Tampa Bay trading for Howard would take the kind of salary cap mastery general manager Jason Licht showed during the offseason, bringing back all 22 starters from the Super Bowl LV squad. Voidable years in contracts, such as Tom Brady and Lavonte David’s extensions, made that happen.

Howard’s Dolphins contract has a salary cap hit of $15.1 million but only $12.0 million guaranteed, according to Over The Cap. The Dolphins have paid Howard a significant portion of his contract already. Teams pay players “over 36 weeks as opposed to the 17” before this season according to Schefter.

The Bucs currently have $3.1 million in cap space, per Over The Cap.

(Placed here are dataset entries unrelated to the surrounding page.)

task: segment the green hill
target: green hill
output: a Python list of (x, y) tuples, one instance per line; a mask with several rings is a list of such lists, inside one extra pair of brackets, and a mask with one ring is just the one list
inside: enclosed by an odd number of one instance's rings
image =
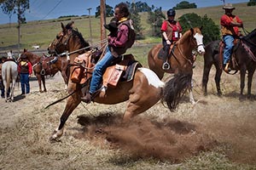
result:
[[(256, 6), (247, 7), (247, 3), (236, 3), (234, 4), (236, 10), (234, 14), (237, 14), (243, 21), (246, 30), (252, 31), (256, 27)], [(209, 18), (212, 18), (214, 22), (219, 25), (219, 18), (224, 14), (222, 6), (191, 8), (191, 9), (180, 9), (177, 10), (177, 19), (187, 13), (195, 13), (201, 16), (207, 14)], [(146, 39), (140, 41), (140, 43), (150, 43), (160, 42), (158, 38), (152, 38), (147, 37), (150, 31), (150, 26), (147, 24), (147, 13), (140, 14), (142, 16), (142, 25), (144, 28), (143, 34), (146, 36)], [(85, 40), (89, 41), (90, 38), (90, 26), (89, 17), (75, 17), (75, 18), (62, 18), (48, 20), (36, 20), (29, 21), (21, 26), (21, 39), (20, 48), (26, 48), (32, 49), (32, 46), (39, 45), (40, 49), (46, 49), (48, 45), (53, 41), (55, 35), (61, 31), (61, 22), (67, 24), (69, 20), (75, 21), (75, 27), (83, 34)], [(92, 42), (96, 43), (100, 41), (100, 19), (96, 19), (93, 16), (91, 20), (92, 28)], [(107, 19), (107, 22), (109, 18)], [(12, 23), (0, 25), (0, 51), (8, 51), (17, 49), (17, 24)]]

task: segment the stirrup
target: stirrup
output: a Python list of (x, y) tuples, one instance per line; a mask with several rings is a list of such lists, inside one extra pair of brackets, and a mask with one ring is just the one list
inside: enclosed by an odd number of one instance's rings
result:
[(166, 61), (166, 62), (163, 64), (162, 69), (163, 69), (163, 70), (169, 70), (169, 69), (170, 69), (170, 64), (167, 63), (167, 62)]
[(230, 71), (231, 71), (231, 69), (230, 68), (230, 63), (227, 63), (226, 64), (226, 65), (225, 65), (225, 67), (224, 67), (224, 71), (226, 72), (226, 73), (230, 73)]
[(81, 97), (81, 101), (90, 104), (92, 100), (92, 95), (90, 93), (87, 93), (84, 96)]

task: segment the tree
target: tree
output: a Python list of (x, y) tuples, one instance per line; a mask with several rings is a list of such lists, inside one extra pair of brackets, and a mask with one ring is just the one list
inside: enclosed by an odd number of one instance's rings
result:
[[(113, 7), (108, 4), (105, 5), (106, 5), (106, 17), (113, 16)], [(97, 18), (98, 16), (101, 16), (101, 6), (97, 6), (96, 12), (95, 13), (95, 17)]]
[(247, 6), (256, 6), (256, 0), (250, 0), (250, 2), (247, 3)]
[(9, 17), (17, 14), (18, 22), (26, 23), (25, 11), (29, 8), (29, 0), (3, 0), (0, 6)]
[(204, 44), (220, 38), (218, 26), (205, 14), (202, 18), (198, 14), (186, 14), (178, 18), (178, 21), (183, 27), (183, 31), (186, 31), (191, 27), (202, 26), (202, 35), (204, 36)]
[[(126, 1), (126, 3), (128, 5), (131, 5), (128, 1)], [(135, 3), (135, 8), (136, 8), (137, 13), (151, 11), (151, 8), (148, 5), (148, 3), (142, 3), (141, 1), (138, 1), (138, 2)]]
[(197, 6), (195, 3), (189, 3), (188, 1), (183, 1), (173, 7), (174, 9), (182, 9), (182, 8), (196, 8)]
[(13, 14), (18, 16), (18, 52), (20, 54), (20, 25), (26, 23), (25, 11), (29, 8), (29, 0), (2, 0), (1, 8), (9, 18)]
[(151, 26), (152, 28), (152, 36), (160, 37), (160, 27), (165, 20), (165, 14), (162, 12), (161, 8), (156, 8), (156, 9), (148, 11), (148, 23)]
[(129, 2), (126, 2), (128, 7), (129, 7), (129, 11), (130, 11), (130, 18), (133, 21), (133, 26), (134, 26), (134, 31), (136, 32), (136, 38), (137, 39), (142, 39), (143, 38), (143, 26), (141, 24), (141, 16), (139, 15), (139, 8), (137, 8), (137, 4), (131, 3), (130, 3)]

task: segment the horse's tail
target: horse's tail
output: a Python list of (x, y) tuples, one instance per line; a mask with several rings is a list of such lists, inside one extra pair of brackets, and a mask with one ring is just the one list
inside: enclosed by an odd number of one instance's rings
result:
[(11, 68), (9, 65), (6, 65), (6, 87), (5, 87), (5, 90), (8, 90), (10, 87), (10, 82), (11, 82)]
[(177, 74), (166, 82), (162, 100), (174, 111), (186, 90), (191, 86), (192, 74)]

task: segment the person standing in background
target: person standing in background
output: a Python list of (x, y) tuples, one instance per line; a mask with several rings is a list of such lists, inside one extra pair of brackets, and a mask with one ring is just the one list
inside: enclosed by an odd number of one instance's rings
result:
[(21, 95), (30, 93), (29, 77), (32, 73), (32, 64), (28, 61), (26, 55), (20, 57), (20, 61), (18, 65), (18, 72), (20, 75)]

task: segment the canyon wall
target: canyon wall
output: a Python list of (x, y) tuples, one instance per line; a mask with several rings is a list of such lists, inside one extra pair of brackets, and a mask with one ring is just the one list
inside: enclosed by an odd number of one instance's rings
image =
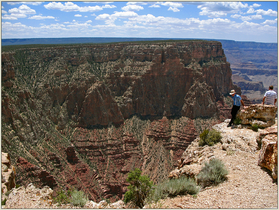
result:
[[(122, 43), (2, 53), (2, 149), (17, 180), (121, 198), (127, 173), (167, 177), (234, 85), (216, 41)], [(26, 176), (26, 175), (27, 175)], [(35, 181), (34, 181), (35, 180)], [(37, 181), (36, 181), (37, 180)]]

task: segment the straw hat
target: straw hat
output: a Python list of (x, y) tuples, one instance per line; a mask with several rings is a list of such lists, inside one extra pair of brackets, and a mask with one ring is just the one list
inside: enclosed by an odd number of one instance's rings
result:
[(236, 92), (234, 90), (232, 90), (231, 91), (231, 92), (230, 93), (229, 95), (232, 95), (234, 93), (235, 93)]

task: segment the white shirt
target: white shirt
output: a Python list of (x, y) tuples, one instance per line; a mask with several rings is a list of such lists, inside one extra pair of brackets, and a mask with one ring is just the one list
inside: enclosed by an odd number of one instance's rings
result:
[(277, 95), (273, 90), (269, 90), (264, 94), (266, 97), (266, 103), (267, 104), (274, 104), (275, 99), (277, 98)]

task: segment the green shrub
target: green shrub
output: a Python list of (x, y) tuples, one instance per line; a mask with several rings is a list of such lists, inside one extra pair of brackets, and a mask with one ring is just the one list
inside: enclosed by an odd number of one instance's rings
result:
[(234, 124), (241, 124), (241, 119), (239, 118), (236, 118), (233, 121)]
[(71, 200), (74, 206), (83, 206), (86, 203), (88, 199), (84, 192), (75, 189), (72, 193)]
[(215, 129), (209, 131), (206, 129), (200, 134), (199, 146), (202, 146), (205, 145), (212, 146), (215, 144), (220, 142), (222, 138), (221, 132)]
[(256, 132), (258, 132), (258, 129), (264, 129), (264, 128), (263, 127), (260, 126), (257, 124), (253, 124), (252, 125), (252, 126), (251, 126), (251, 128), (250, 128), (251, 130), (252, 130), (254, 131), (256, 131)]
[(3, 206), (6, 204), (6, 202), (7, 201), (7, 199), (5, 198), (1, 201), (1, 205)]
[(136, 206), (142, 208), (144, 200), (150, 193), (153, 185), (150, 179), (146, 176), (141, 175), (141, 171), (136, 168), (128, 174), (127, 181), (130, 183), (128, 191), (124, 197), (124, 202), (127, 203), (130, 202)]
[(217, 158), (211, 159), (206, 162), (197, 176), (198, 183), (204, 187), (218, 185), (227, 178), (228, 171), (221, 160)]
[(5, 195), (6, 196), (8, 196), (10, 194), (10, 193), (11, 192), (10, 190), (8, 190), (7, 192), (5, 193)]
[(199, 190), (199, 187), (193, 179), (183, 177), (159, 184), (150, 194), (148, 200), (157, 202), (168, 196), (186, 194), (195, 194)]
[(60, 205), (62, 203), (70, 203), (70, 198), (71, 192), (72, 191), (71, 190), (66, 191), (61, 189), (58, 192), (58, 194), (53, 198), (53, 202)]

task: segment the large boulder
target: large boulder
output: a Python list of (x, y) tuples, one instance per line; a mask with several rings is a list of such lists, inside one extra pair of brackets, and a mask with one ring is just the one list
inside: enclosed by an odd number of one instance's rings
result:
[(16, 169), (11, 165), (7, 153), (1, 152), (1, 192), (4, 194), (15, 186)]
[(276, 179), (278, 167), (277, 127), (266, 129), (264, 131), (257, 139), (258, 149), (260, 148), (258, 164), (271, 171), (272, 177)]
[(277, 107), (274, 105), (252, 104), (240, 110), (236, 117), (241, 123), (266, 128), (275, 123)]

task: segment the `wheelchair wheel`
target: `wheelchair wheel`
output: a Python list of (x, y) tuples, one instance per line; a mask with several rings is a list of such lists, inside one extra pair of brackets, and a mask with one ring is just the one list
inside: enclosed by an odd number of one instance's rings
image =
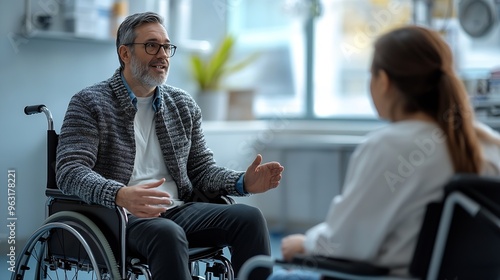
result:
[(47, 218), (29, 238), (11, 279), (79, 277), (121, 279), (114, 254), (99, 228), (82, 214), (61, 211)]

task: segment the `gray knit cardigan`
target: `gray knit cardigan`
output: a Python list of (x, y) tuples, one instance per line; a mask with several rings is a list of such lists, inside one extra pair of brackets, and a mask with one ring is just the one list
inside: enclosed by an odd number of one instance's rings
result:
[[(243, 172), (216, 165), (193, 98), (168, 85), (159, 87), (159, 97), (156, 133), (179, 198), (186, 200), (194, 189), (240, 196), (235, 184)], [(120, 69), (72, 97), (57, 146), (56, 180), (64, 193), (115, 207), (134, 168), (135, 113)]]

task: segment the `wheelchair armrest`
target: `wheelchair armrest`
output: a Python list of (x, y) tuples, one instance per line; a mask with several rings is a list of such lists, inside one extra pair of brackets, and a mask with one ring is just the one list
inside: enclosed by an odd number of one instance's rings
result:
[[(284, 261), (277, 262), (285, 263)], [(390, 272), (390, 269), (386, 267), (324, 256), (297, 255), (292, 259), (291, 263), (363, 276), (384, 276)]]
[(198, 189), (193, 190), (191, 197), (186, 202), (208, 202), (216, 204), (235, 204), (236, 202), (230, 196), (220, 192), (208, 192)]
[(64, 194), (60, 189), (46, 189), (45, 195), (47, 197), (53, 197), (58, 199), (69, 199), (81, 201), (82, 199), (76, 195)]

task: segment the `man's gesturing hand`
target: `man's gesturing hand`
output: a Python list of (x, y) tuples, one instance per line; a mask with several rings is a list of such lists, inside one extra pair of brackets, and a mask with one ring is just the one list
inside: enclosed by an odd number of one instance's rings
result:
[(280, 184), (284, 167), (279, 162), (261, 162), (262, 156), (257, 155), (245, 173), (245, 190), (249, 193), (262, 193)]
[(167, 211), (167, 207), (157, 205), (172, 204), (167, 192), (154, 189), (163, 182), (165, 179), (143, 185), (123, 187), (116, 194), (116, 205), (124, 207), (132, 215), (139, 218), (158, 217)]

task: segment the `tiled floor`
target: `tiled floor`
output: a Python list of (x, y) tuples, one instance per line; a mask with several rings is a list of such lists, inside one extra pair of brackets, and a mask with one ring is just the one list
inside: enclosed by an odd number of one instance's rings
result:
[[(280, 258), (281, 257), (281, 250), (280, 250), (280, 245), (281, 245), (281, 237), (282, 235), (280, 234), (270, 234), (271, 237), (271, 255), (275, 258)], [(7, 270), (7, 257), (5, 254), (2, 254), (0, 256), (0, 265), (1, 271), (0, 271), (0, 279), (5, 279), (8, 280), (11, 277), (11, 272)], [(79, 277), (78, 279), (81, 280), (87, 280), (85, 277)], [(90, 279), (90, 278), (89, 278)], [(30, 279), (31, 280), (31, 279)]]

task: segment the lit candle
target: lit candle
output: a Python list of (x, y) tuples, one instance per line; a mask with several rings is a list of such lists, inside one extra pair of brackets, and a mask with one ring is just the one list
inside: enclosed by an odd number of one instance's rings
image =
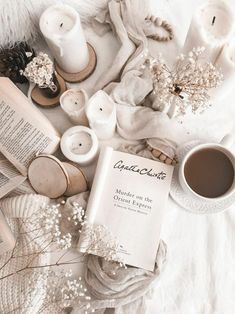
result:
[(209, 1), (195, 12), (186, 37), (184, 52), (205, 47), (205, 57), (214, 63), (234, 31), (233, 9), (228, 3)]
[(50, 6), (40, 18), (40, 29), (65, 72), (77, 73), (88, 65), (87, 42), (75, 9), (65, 4)]
[(223, 74), (223, 82), (211, 93), (211, 97), (218, 100), (226, 97), (235, 86), (235, 43), (224, 46), (215, 65)]
[(72, 123), (88, 126), (85, 112), (87, 101), (88, 96), (83, 89), (69, 89), (61, 95), (60, 106)]
[(87, 165), (96, 157), (99, 143), (90, 128), (74, 126), (63, 134), (60, 147), (66, 158), (79, 165)]
[(116, 105), (104, 91), (100, 90), (90, 98), (86, 115), (99, 139), (109, 139), (114, 135), (117, 124)]

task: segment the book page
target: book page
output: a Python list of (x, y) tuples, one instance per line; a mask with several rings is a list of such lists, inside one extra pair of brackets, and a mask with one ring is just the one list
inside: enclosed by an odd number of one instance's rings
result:
[(0, 198), (19, 188), (26, 181), (8, 160), (0, 160)]
[(0, 78), (0, 151), (23, 174), (37, 153), (54, 153), (60, 137), (39, 110), (6, 78)]
[[(88, 221), (92, 212), (93, 224), (112, 232), (120, 260), (153, 271), (173, 167), (116, 151), (106, 167), (102, 196), (94, 212), (88, 203)], [(97, 185), (99, 180), (91, 193)]]

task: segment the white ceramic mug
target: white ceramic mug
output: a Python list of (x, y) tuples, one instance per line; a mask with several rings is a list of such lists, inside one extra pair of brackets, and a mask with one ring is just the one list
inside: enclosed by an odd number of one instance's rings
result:
[(195, 192), (188, 184), (186, 178), (185, 178), (185, 174), (184, 174), (184, 169), (185, 169), (185, 164), (186, 162), (189, 160), (189, 158), (196, 152), (199, 152), (205, 148), (213, 148), (213, 149), (217, 149), (221, 152), (223, 152), (231, 161), (232, 165), (233, 165), (233, 170), (234, 170), (234, 174), (235, 174), (235, 154), (234, 152), (232, 152), (232, 150), (230, 149), (230, 147), (232, 146), (233, 142), (234, 142), (235, 138), (234, 135), (230, 135), (227, 134), (220, 143), (206, 143), (206, 144), (199, 144), (196, 147), (193, 147), (183, 158), (180, 167), (179, 167), (179, 182), (180, 185), (182, 187), (182, 189), (184, 190), (185, 193), (190, 194), (191, 197), (196, 198), (197, 200), (201, 200), (201, 201), (206, 201), (206, 202), (214, 202), (214, 201), (218, 201), (218, 200), (224, 200), (226, 198), (229, 198), (231, 196), (231, 194), (233, 194), (235, 192), (235, 179), (233, 180), (233, 183), (231, 185), (231, 187), (221, 196), (218, 197), (214, 197), (214, 198), (209, 198), (209, 197), (205, 197), (202, 196), (200, 194), (198, 194), (197, 192)]

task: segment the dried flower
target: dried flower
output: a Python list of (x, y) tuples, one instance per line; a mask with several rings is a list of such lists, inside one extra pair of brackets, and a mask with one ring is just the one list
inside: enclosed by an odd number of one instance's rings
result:
[(210, 63), (203, 61), (204, 47), (193, 48), (187, 55), (180, 54), (173, 70), (162, 56), (147, 60), (155, 95), (154, 109), (169, 104), (168, 114), (184, 115), (187, 108), (193, 113), (203, 112), (209, 105), (209, 89), (222, 82), (223, 75)]
[(46, 53), (40, 52), (37, 57), (28, 63), (22, 74), (40, 88), (50, 88), (56, 91), (53, 82), (54, 65)]
[(106, 226), (86, 223), (82, 229), (82, 237), (82, 249), (86, 253), (101, 256), (106, 261), (119, 262), (124, 266), (118, 254), (120, 245)]

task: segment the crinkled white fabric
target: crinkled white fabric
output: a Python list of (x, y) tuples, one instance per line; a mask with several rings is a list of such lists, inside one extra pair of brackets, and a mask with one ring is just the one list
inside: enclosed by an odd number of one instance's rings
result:
[[(35, 213), (45, 208), (50, 199), (41, 195), (21, 195), (0, 200), (0, 208), (5, 214), (9, 225), (15, 235), (18, 236), (21, 228), (21, 236), (17, 238), (15, 256), (11, 258), (11, 251), (0, 256), (0, 278), (15, 273), (10, 277), (0, 279), (0, 313), (14, 314), (59, 314), (56, 305), (44, 308), (46, 291), (41, 289), (42, 282), (38, 279), (38, 272), (32, 269), (27, 272), (17, 273), (33, 259), (33, 265), (47, 265), (50, 255), (37, 255), (36, 252), (46, 245), (49, 239), (39, 236), (40, 226), (36, 222)], [(25, 209), (25, 210), (24, 210)], [(22, 222), (25, 223), (22, 223)], [(20, 227), (21, 226), (21, 227)], [(20, 257), (19, 257), (20, 256)], [(4, 266), (4, 263), (6, 263)]]
[[(116, 269), (115, 263), (89, 255), (85, 267), (85, 282), (92, 298), (91, 308), (103, 312), (106, 308), (113, 308), (115, 314), (145, 314), (146, 296), (159, 281), (166, 253), (166, 244), (160, 241), (154, 272), (135, 267)], [(79, 313), (79, 309), (78, 306), (73, 313)]]

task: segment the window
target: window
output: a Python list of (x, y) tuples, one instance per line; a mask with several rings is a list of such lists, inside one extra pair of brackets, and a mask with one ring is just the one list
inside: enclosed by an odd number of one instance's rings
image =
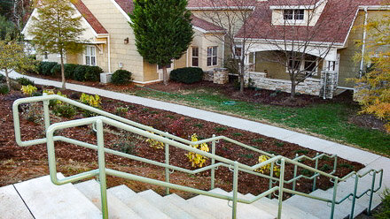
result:
[(199, 49), (198, 47), (192, 47), (192, 66), (199, 66)]
[(283, 17), (287, 20), (303, 20), (305, 17), (305, 10), (303, 9), (296, 9), (291, 10), (287, 9), (284, 11)]
[(207, 47), (207, 66), (217, 65), (217, 53), (218, 47)]
[(242, 56), (242, 46), (241, 45), (234, 46), (234, 56), (235, 56), (235, 58), (241, 57), (241, 56)]
[(85, 64), (96, 66), (96, 48), (95, 46), (87, 46), (85, 48)]

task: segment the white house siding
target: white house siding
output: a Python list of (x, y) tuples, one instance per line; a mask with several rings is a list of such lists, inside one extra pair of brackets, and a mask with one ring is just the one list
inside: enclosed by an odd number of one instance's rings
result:
[[(122, 69), (131, 72), (135, 80), (145, 81), (143, 57), (136, 51), (135, 35), (125, 16), (110, 0), (82, 2), (110, 34), (111, 72), (120, 69), (119, 65), (121, 63)], [(124, 39), (128, 37), (129, 43), (124, 44)], [(104, 46), (104, 51), (107, 52), (106, 46)], [(98, 59), (98, 65), (103, 66), (103, 62), (107, 62), (105, 57)]]

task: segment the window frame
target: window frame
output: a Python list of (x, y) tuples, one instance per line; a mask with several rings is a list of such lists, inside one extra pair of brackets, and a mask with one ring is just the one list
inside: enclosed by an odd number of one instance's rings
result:
[(218, 65), (218, 46), (207, 47), (207, 67)]
[[(196, 51), (195, 54), (194, 54), (194, 51)], [(191, 65), (192, 67), (199, 67), (199, 47), (191, 47)], [(195, 63), (194, 59), (197, 60), (196, 64), (194, 64), (194, 63)]]
[[(92, 55), (92, 50), (94, 51)], [(94, 58), (94, 64), (92, 64), (92, 60)], [(94, 45), (87, 45), (84, 49), (84, 64), (89, 66), (97, 66), (98, 58), (96, 53), (96, 47)]]
[[(286, 11), (291, 11), (291, 13), (286, 13)], [(300, 13), (300, 12), (303, 12), (303, 13)], [(300, 19), (300, 17), (301, 17), (301, 19)], [(304, 9), (285, 9), (285, 10), (283, 10), (283, 19), (287, 20), (287, 21), (303, 22), (305, 20), (305, 10)]]

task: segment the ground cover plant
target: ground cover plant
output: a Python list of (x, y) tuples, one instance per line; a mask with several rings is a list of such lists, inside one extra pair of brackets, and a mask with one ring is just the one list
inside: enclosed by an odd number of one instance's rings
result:
[[(168, 87), (155, 84), (147, 88), (135, 87), (129, 93), (309, 132), (390, 155), (390, 135), (385, 132), (385, 122), (366, 118), (366, 116), (356, 117), (360, 108), (352, 101), (350, 93), (333, 100), (299, 94), (297, 101), (291, 102), (285, 93), (246, 89), (241, 95), (232, 85), (219, 86), (211, 82), (171, 83)], [(231, 102), (234, 104), (228, 104)], [(371, 122), (378, 125), (362, 127)], [(358, 125), (360, 124), (363, 125)]]
[[(49, 90), (52, 87), (37, 87), (40, 91)], [(53, 93), (57, 94), (57, 91), (53, 91)], [(80, 93), (67, 90), (64, 91), (62, 94), (73, 98), (75, 101), (79, 101), (81, 96), (82, 96)], [(11, 106), (14, 100), (25, 96), (26, 95), (20, 91), (12, 91), (8, 94), (0, 95), (0, 123), (2, 126), (2, 129), (0, 129), (0, 144), (2, 145), (2, 147), (0, 147), (0, 164), (2, 165), (2, 169), (0, 170), (0, 186), (48, 174), (46, 146), (39, 145), (20, 147), (16, 145), (14, 140), (13, 119), (11, 116)], [(95, 101), (96, 99), (96, 96), (94, 96)], [(178, 114), (150, 109), (136, 104), (129, 104), (112, 99), (101, 98), (99, 100), (101, 101), (100, 107), (104, 110), (112, 113), (120, 112), (124, 117), (164, 132), (175, 133), (189, 140), (191, 140), (191, 136), (194, 137), (194, 134), (197, 135), (199, 140), (203, 140), (215, 133), (244, 142), (253, 146), (254, 148), (259, 148), (275, 155), (282, 155), (290, 158), (295, 157), (295, 154), (298, 152), (301, 152), (302, 155), (305, 154), (311, 157), (316, 154), (314, 150), (303, 148), (296, 144), (282, 142), (260, 134), (219, 125), (197, 118), (183, 117)], [(42, 109), (39, 104), (34, 107), (25, 106), (25, 108), (21, 109), (20, 117), (23, 140), (43, 137), (43, 123), (42, 117), (39, 117), (42, 115), (42, 110), (39, 109)], [(127, 110), (118, 109), (127, 109)], [(75, 114), (72, 115), (74, 118), (84, 117), (82, 110), (75, 110)], [(69, 120), (69, 118), (58, 115), (59, 114), (55, 113), (51, 114), (51, 120), (52, 123)], [(219, 132), (216, 132), (214, 130), (216, 127), (219, 127)], [(96, 134), (91, 131), (91, 127), (82, 126), (61, 130), (57, 134), (96, 144)], [(105, 126), (105, 147), (107, 147), (157, 162), (164, 162), (165, 161), (164, 149), (161, 148), (163, 146), (159, 147), (151, 147), (145, 138), (110, 126)], [(278, 142), (278, 144), (276, 142)], [(204, 147), (205, 151), (207, 150), (206, 146), (199, 147)], [(211, 144), (208, 144), (207, 147), (211, 148)], [(200, 157), (200, 159), (198, 158), (198, 160), (191, 160), (188, 156), (188, 151), (178, 149), (175, 147), (170, 147), (169, 149), (170, 163), (173, 165), (193, 170), (198, 168), (197, 165), (195, 165), (197, 162), (201, 162), (203, 166), (210, 164), (210, 159), (203, 160)], [(261, 156), (259, 153), (244, 149), (223, 140), (216, 144), (216, 155), (231, 160), (237, 160), (248, 165), (258, 163), (259, 157)], [(96, 151), (64, 142), (56, 143), (56, 156), (58, 163), (58, 171), (61, 171), (66, 176), (90, 170), (96, 169), (98, 166)], [(192, 155), (191, 155), (191, 156), (192, 157)], [(262, 157), (261, 159), (264, 158), (266, 157)], [(194, 161), (195, 167), (192, 166), (192, 162)], [(302, 161), (302, 162), (308, 165), (314, 165), (314, 162), (311, 162)], [(112, 155), (106, 155), (106, 163), (107, 167), (111, 169), (164, 180), (164, 169), (161, 168), (156, 168), (155, 166)], [(339, 164), (340, 167), (338, 168), (337, 176), (344, 176), (351, 170), (357, 170), (363, 168), (362, 164), (343, 159), (339, 159)], [(321, 160), (320, 167), (324, 166), (325, 167), (324, 170), (328, 170), (329, 167), (332, 167), (332, 160)], [(299, 170), (300, 172), (301, 171), (301, 170)], [(263, 171), (267, 172), (267, 170), (263, 170)], [(287, 166), (285, 174), (287, 179), (292, 177), (292, 172), (293, 166)], [(216, 186), (227, 191), (231, 190), (231, 171), (227, 168), (220, 168), (216, 170), (215, 174)], [(171, 175), (171, 181), (179, 185), (208, 190), (210, 186), (210, 172), (207, 171), (191, 176), (176, 171)], [(125, 184), (136, 192), (152, 188), (161, 194), (164, 193), (164, 188), (161, 187), (117, 177), (109, 177), (107, 182), (108, 186)], [(312, 187), (311, 183), (311, 180), (300, 180), (298, 181), (297, 188), (299, 191), (309, 193)], [(268, 185), (269, 180), (240, 172), (238, 183), (240, 193), (259, 194), (268, 189)], [(286, 186), (289, 187), (291, 185)], [(328, 178), (320, 177), (317, 180), (317, 186), (322, 189), (326, 189), (332, 186), (332, 183)], [(193, 195), (177, 191), (173, 192), (178, 193), (184, 198), (189, 198)]]

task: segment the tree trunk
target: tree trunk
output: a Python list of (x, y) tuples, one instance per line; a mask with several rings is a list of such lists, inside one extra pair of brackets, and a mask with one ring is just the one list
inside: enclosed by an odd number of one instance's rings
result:
[(8, 70), (5, 69), (5, 80), (7, 81), (8, 91), (11, 91), (10, 76), (8, 76)]
[(168, 86), (168, 71), (167, 64), (164, 64), (162, 67), (162, 79), (164, 79), (164, 85)]
[(65, 69), (64, 69), (64, 55), (60, 52), (61, 55), (61, 79), (62, 79), (62, 89), (66, 89), (65, 86)]

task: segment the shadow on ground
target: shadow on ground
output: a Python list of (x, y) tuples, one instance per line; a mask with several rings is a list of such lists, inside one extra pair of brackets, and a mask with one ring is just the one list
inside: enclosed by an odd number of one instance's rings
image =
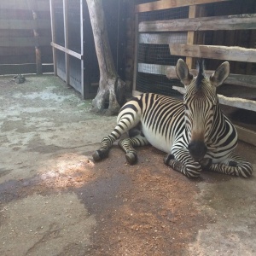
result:
[[(115, 118), (53, 76), (0, 80), (1, 255), (254, 255), (255, 177), (188, 179), (139, 148), (91, 160)], [(238, 151), (255, 169), (255, 148)]]

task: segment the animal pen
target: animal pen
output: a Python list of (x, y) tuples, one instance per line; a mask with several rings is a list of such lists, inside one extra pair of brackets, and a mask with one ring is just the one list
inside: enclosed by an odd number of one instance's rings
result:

It would take satisfying an estimated $12.2 million of Howard’s salary, based on seven weeks being paid, to avoid needing the Dolphins’ help in eating the cost after Week 7.

Tampa Bay tight end O.J. Howard and his $6 million contract could clear the cap space to $3.1 million a trade. Bleacher Report’s Chris Roling suggested moving the Bucs’ second tight end for a defensive back, proposing Minnesota Vikings cornerback Cameron Dantzler instead of Howard.

The Bucs only need to pick another player — or possibly more — to fit Howard under the cap with minimal help from the Dolphins. The Athletic’s Mike Sando mentioned Bucs safety Mike Edwards as a potential trade candidate but with the Kansas City Chiefs instead of the Dolphins. Edwards, a second-string player, has a salary of $1.0 million this season.

Miami likely will need to absorb some of Howard’s contract in addition to games played before a trade with Tampa Bay. The Bucs could also trade draft picks in lieu of a second or third player, and those picks could be as high as the first or second round in 2022, according to Pro Football Network.

Bucs Fan Interest in Howard Is Favorable, Minus the Salary Cap

Before the season, Bucs Nation and the Locked on Bucs podcast took a look at how a trade for Howard could work for the defending Super Bowl champions.

A majority of fans desired to see a move for Howard with 41% answering yes and 32% acknowledging cap space as the issue in Bucs Nation’s fan survey.

While Howard will come at a steep price, Bucs Nation’s forecast of backup corners such as Ross Cockrell playing more due to injured starters came true by September.

Tampa Bay’s list of defensive backs sustaining injuries already this season includes Richard Sherman, Sean Murphy-Bunting, Carlton Davis III, Jamel Dean and Antoine Winfield Jr. Bucs safety Jordan Whitehead also dealt with an injury amid the season starting before returning in Week 3.